So many of these blogs online. And so few of them reflecting, even in part, the stuttering, word-shy shorthand of the compulsive textkid. Nearly everything that I've read is intelligent, measured, elegant even - taking a joy in language & not merely babbling on a street corner. Even the guy ripping into the war opponents manages complete sentences with multiple clauses (albeit breaking down from time to time when logic comes under strain & the white heat of his anger trips his tongue).
The passion to communicate. Why, I'm afflicted by it now, in spite of the fact that these entries will be read by a handful of passers-by who'll glance briefly & then move on, much as I do. It seems that those predicting the imminent death of language under a deluge of digital images & ikons will have to wait awhile yet: apparently there are too many people out there with a lot on their minds.

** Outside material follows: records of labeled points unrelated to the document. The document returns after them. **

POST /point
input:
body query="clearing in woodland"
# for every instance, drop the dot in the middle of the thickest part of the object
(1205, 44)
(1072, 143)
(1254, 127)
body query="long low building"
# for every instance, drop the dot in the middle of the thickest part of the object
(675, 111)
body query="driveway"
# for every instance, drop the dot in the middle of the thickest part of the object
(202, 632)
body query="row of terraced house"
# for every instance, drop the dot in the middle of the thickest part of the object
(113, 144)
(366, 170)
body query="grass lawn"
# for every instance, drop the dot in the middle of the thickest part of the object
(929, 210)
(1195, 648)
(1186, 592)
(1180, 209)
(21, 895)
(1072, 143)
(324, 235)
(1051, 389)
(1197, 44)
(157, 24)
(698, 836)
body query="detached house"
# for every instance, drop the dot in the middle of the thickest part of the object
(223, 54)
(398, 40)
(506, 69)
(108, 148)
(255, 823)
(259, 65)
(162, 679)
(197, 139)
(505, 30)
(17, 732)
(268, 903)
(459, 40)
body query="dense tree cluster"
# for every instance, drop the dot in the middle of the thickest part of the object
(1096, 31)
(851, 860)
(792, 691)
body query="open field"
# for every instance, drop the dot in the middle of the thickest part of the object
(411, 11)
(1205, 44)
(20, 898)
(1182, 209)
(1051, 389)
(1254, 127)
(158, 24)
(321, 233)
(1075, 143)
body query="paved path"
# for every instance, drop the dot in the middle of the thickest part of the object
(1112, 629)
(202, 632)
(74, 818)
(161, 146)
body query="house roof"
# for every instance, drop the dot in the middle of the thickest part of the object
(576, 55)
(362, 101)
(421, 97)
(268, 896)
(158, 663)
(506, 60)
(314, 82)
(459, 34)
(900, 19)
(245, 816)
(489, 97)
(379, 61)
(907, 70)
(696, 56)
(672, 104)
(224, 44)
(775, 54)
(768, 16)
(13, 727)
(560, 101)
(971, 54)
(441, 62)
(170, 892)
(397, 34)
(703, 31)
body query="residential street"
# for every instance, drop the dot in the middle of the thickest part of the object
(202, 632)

I wrote the following with different modes of communication in mind. In this instance, a pc versus an old-fashioned amateur radio transceiver. Pixels versus voice...
WAVELENGTHS
#1. Bonsai 1005 1 GHz Pentium III Processor
I paddle the keys and pixels break surface
like bubbles. The blue window shivers into a spray
of letters, uniform, a lingua franca. The world and his wife
are talking hard, a promiscuity of speech that melts
into the pool, unvoiced. This is language out of light,
words squeezed and shredded out of shape and form,
electronic runes and glyphs squirted into bits
and bytes down filaments. These digits, these encryptions,
they’re mouthless, lost in space. No tongues or lips
articulate the cries and whispers of the slave electrons
working the binary roads. Behind the brilliant lexicon,
just the insect voices and the hum of spinning disks.
#2. Icom 756 Pro Mk II HF transceiver
Still dark outside. 0500 zulu and a cold wind
rocks the antenna tower. I’m beaming west
on 20 meters, listening through the chuckle
of morse, the whooping heterodyne. I’m looking
for Australia on the long path, vaulting scraps
of landscape and the great bare, muscled back
of ocean; skidding in across the eastern shores,
magnet-voiced and listening hard. A VK3,
a loner by two hundred miles of fence-line;
a little wooden house, a splinter in the prairie skin.
Just him, his wife and daughters, fixing the broken wire
that separates the cowboys and the kangaroos
from dreamtime. Now the aerial image shimmers,
breaks. I lose his voice as the skywave shifts;
lose his tale of full moons, crowding stars
and voices in the wind. I drift with the tidal ebb
and flow of distant storms, spikes of wireless sound
and silence. But I’ve spoken; he has spoken.
Breath has shaped and joined our words.
We have thrown a line across the earth
and tugged it once or twice.
(VK3 is the callsign for Eastern Australia).